You should want to use two-factor authentication. If you have anything to lose, even as low-value as comfort or habits, you should enable two-factor authentication. Almost everywhere supports 2FA these days.
Some are good ways, like supporting U2F so a yubikey-like device can auth to lots of web sites. Or supporting general Time-based One-Time-Passwords.
Some are bad, like SMS messages or asking you to carry/store/keep a single-purpose hardware device that's only good for that one site.
E*trade is one of the bad ones. Woe to you if your employer uses them.
This is part of a class of sins, where E*trade acts like it's the most important web site in your life.
According to E*trade, to make your account secure, you can't use your normal 2FA tools. You must use their tools.
Either you need to own a hardware number generator that is only good for the E*trade web site, or you need to install a different 2FA app made my Symantec. Yes, the Symantec that has a terrible reputation for awful software and bad security policies and for leaked secrets and for losing control of their CA master.
E*trade isn't interested in integrating into your secure life.
This is another in the class of sins where E*trade acts like it's the most important web site in your life.
To enter your 2FA token, you don't enter the token in a normal form field. Instead, inside the password field, you're supposed to append the digits that come out of your code generator. “hunter2” → “hunter2925305”, except invisible.
So, if you have a password manager, as everyone should, then you're supposed to take the •••••••••••••••••••• and make it look like ••••••••••••••••••••••••••, and, vitally, when your browser or password manager notices you're “changing your password”, click No, don't save.

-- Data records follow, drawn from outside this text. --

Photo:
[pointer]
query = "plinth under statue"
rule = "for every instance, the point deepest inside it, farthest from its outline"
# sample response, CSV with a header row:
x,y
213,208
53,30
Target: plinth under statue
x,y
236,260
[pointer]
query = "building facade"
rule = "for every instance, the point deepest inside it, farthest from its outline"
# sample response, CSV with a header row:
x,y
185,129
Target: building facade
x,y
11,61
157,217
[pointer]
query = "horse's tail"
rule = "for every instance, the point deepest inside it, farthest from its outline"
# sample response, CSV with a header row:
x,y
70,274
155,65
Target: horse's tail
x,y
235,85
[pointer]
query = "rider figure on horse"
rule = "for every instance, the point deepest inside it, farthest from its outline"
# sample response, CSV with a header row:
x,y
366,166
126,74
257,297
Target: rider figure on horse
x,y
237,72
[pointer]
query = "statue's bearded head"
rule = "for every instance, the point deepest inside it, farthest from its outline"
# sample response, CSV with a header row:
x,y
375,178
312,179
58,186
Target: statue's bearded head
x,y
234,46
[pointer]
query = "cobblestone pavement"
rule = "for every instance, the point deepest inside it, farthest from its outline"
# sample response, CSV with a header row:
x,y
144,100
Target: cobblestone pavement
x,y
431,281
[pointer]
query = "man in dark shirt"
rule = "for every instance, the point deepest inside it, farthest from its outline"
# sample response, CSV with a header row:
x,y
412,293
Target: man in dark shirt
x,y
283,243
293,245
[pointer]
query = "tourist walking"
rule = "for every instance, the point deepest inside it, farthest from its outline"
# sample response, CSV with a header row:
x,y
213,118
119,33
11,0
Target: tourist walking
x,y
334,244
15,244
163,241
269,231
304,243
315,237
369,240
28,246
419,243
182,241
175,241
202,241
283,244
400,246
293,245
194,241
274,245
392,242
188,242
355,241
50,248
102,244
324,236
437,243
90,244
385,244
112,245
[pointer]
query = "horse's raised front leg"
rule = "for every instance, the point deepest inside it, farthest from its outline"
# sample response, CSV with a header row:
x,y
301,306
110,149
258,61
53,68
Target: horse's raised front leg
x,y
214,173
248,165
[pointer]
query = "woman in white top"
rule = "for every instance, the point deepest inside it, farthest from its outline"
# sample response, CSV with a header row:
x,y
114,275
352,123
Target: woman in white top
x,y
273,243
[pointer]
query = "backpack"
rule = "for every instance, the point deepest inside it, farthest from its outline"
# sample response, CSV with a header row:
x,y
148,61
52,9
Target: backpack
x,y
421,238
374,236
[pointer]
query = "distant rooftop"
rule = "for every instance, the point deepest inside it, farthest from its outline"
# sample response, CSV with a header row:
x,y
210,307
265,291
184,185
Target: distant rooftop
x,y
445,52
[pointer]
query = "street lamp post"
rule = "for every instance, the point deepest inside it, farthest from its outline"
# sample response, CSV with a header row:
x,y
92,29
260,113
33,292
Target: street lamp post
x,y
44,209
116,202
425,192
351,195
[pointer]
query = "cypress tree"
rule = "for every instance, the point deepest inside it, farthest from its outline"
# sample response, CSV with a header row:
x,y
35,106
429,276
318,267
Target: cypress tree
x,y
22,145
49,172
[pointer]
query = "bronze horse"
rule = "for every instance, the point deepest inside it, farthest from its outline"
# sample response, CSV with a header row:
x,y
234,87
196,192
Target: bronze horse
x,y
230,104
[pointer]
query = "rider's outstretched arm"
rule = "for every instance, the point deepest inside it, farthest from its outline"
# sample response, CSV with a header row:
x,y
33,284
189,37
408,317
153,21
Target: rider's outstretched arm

E*trade shouldn't make it hard to use good passwords. Their dumb 2FA shouldn't cripple your security.
This complaint is a bit of a stretch, but there is a real bug here that will bite some of us.
E*trade has restrictions on passwords. They can't be too short, or be too simple. This is good! They also don't have stupid restrictions on the kind of characters you must not use. Hooray, E*trade! You did this right!
E*trade said, when you set your password, that it can be 32 characters long. Longer is better. Your password manager will happily save and restore 32. 8uM7cf@kGAxx4d^5zW@n%RRyYesvWKGM would be an excellent password. Generate! Save! Done.
If you did that, you are about to be locked out. Remember the way you have to send 2FA codes to E*trade? You have to append it to the password field?
E*trade's web site doesn't take anything after the 32nd character. Now that you turn on 2FA, and because E*trade pretends the 2FA is part of the password, your valid password response is now longer than 32 characters. It will be impossible to reply correctly. E*trade made it possible to set credentials that they make it impossible to test against.
To use 2FA at E*trade, you have to first weaken your password to 26 characters or fewer, so that after you append the 6 code numbers, it will come in under the 32 limit.
You can use a bank or securities institution that does 2FA in a friendly way.
If you are technically savvy, you can subvert some of the obstacles E*trade needlessly put in your way.
Grr. It's necessary, or else you're going to get locked out as soon as you turn 2FA on.
Browser extensions for for Firefox and for Chrome fix the E*trade log-in form to split the 2FA into a visible field that doesn't interfere with your password manager. It's super simple and adds the 2FA code to the password code as part of submitting the form. (Some password managers might still ask to save. Bug reports are welcome.)
You already use Authy or G-A to hold dozens of 2FA creds? Cool. It can do E*trade 2FA too, but there's a tiresome protocol dance first. The python-vipaccess project at Github will ask for an untethered credential, and then you can store it in your 2FA app, then register that credential and the first code with E*trade.
If you have access to a Ubuntu/Debian Linux box, first install "qrcode" and "oathtool" packages. Use docker to get Ubuntu temporarily if you're at all unsure. docker run -ai ubuntu /bin/bash
If you have access to a OSX box, first install "qrcode" and "oath-toolkit" and "python3" brew packages.
cd `mktemp -d`
echo "It's okay to remove `pwd` when you're finished."
python3 -m venv v
. v/bin/activate
pip install https://github.com/dlenski/python-vipaccess/archive/master.zip
vipaccess provision -t VSMT -o vipdotfile
qrencode -t UTF8 `vipaccess uri -f vipdotfile |tail -n 1`It will emit “You will need the ID to register this credential: .....” along with a barcode.
In your 2FA code program, scan the QR code to import it.
At E*trade, you'll need the ID listed above with “you will need the ID” and a code coming out of your Auth app.